Stan Lee had been an editor at Timely Comics—the company that would one day evolve into Marvel—and Highsmith had been hired to write comic scripts for Vince Fago, who replaced Lee as editor during that the latters tour of World War II duty. Fago was so struck by Highsmiths “beauty”—he called her “a terrific looker”—and so married himself, that the editor took it upon himself to introduce Highsmith to a more eligible bachelor, Lee.
Fago recalled his failed setup to Highsmith biographer Joan Schenkar, who wrote in her 2011 book The Talented Miss Highsmith:
Vince Fago took Lee up to Pats apartment “near Sutton Place,” hoping to make a “match” between Pat and Stan Lee. But the future creator of the talented Mr. Ripley was not fated to go out on a date with the future facilitator of Spider-Man. “Stan Lee,” said Vince Fago, “was only interested in Stan Lee,” and Pat wasnt exactly admitting where her real sexual interests lay.
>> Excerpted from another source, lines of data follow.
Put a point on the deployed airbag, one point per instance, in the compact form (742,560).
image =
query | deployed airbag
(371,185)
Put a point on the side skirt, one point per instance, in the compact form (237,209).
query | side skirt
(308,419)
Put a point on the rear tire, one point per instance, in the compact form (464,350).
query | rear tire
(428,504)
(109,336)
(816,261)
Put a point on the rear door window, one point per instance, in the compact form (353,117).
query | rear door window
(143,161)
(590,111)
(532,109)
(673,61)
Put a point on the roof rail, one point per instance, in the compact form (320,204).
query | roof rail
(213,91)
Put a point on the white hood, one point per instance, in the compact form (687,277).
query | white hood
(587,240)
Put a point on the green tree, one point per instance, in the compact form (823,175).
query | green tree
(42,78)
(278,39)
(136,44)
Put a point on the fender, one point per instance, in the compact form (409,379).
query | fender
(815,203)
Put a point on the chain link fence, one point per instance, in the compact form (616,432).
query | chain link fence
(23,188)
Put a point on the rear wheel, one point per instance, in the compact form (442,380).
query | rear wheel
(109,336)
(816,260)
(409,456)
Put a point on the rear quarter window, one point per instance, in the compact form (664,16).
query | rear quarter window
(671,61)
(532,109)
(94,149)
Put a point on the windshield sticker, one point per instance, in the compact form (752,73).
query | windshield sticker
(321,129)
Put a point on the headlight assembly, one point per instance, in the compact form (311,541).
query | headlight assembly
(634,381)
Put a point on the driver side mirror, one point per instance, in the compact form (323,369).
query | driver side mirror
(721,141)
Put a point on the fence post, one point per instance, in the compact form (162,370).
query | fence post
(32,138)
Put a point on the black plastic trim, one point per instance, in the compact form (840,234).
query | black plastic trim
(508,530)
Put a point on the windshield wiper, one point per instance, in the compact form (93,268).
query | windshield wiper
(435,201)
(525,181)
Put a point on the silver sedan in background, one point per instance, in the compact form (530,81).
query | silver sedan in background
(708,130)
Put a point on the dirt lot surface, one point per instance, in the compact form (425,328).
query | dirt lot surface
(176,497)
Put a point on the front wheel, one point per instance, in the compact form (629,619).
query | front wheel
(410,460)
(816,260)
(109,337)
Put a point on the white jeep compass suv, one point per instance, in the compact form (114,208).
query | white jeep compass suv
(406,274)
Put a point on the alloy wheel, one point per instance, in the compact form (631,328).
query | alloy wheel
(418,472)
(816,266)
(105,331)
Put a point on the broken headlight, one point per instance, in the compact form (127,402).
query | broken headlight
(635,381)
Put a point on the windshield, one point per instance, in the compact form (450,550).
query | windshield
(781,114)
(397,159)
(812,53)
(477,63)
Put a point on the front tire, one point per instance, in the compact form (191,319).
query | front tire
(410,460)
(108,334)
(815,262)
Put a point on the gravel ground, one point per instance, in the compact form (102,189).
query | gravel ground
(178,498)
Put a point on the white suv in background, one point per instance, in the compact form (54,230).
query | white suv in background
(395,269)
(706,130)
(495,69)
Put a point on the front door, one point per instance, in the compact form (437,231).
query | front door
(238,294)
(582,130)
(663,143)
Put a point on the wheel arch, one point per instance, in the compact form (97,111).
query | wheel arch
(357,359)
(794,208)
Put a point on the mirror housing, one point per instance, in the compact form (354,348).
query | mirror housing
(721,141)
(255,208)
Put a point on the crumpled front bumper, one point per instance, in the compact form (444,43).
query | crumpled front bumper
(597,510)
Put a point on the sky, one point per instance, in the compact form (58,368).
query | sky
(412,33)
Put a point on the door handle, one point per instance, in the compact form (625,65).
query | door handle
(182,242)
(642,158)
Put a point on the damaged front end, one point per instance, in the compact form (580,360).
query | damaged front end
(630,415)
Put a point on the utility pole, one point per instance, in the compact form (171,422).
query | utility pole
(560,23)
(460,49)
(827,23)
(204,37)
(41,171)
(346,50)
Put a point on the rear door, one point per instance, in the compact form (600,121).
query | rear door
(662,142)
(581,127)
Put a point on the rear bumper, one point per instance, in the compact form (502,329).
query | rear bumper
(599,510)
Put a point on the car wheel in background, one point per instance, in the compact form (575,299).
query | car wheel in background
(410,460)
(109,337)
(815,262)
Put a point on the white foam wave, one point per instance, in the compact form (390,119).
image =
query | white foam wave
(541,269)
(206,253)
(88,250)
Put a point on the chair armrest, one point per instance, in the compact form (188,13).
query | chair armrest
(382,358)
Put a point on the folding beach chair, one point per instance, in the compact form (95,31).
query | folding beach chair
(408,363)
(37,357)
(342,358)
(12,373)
Lee, who invokes his failing memory and “murky mind,” remembers only Pats name from the incident.
It probably did not help that Highsmith—who would later write the iconic lesbian romance The Price of Salt (later re-published as Carol) under a pseudonym—preferred the intimate company of women. Highsmith was later so ashamed of her comic writing that she scrubbed it from her résumé, removed all evidence of it from her home; when she wrote The Talented Mr. Ripley, she even killed off someone from her former industry. One of the first victims of the title characters is Reddington, a person Highsmith described as “a comic-book artist. He probably didnt know whether he was coming or going.”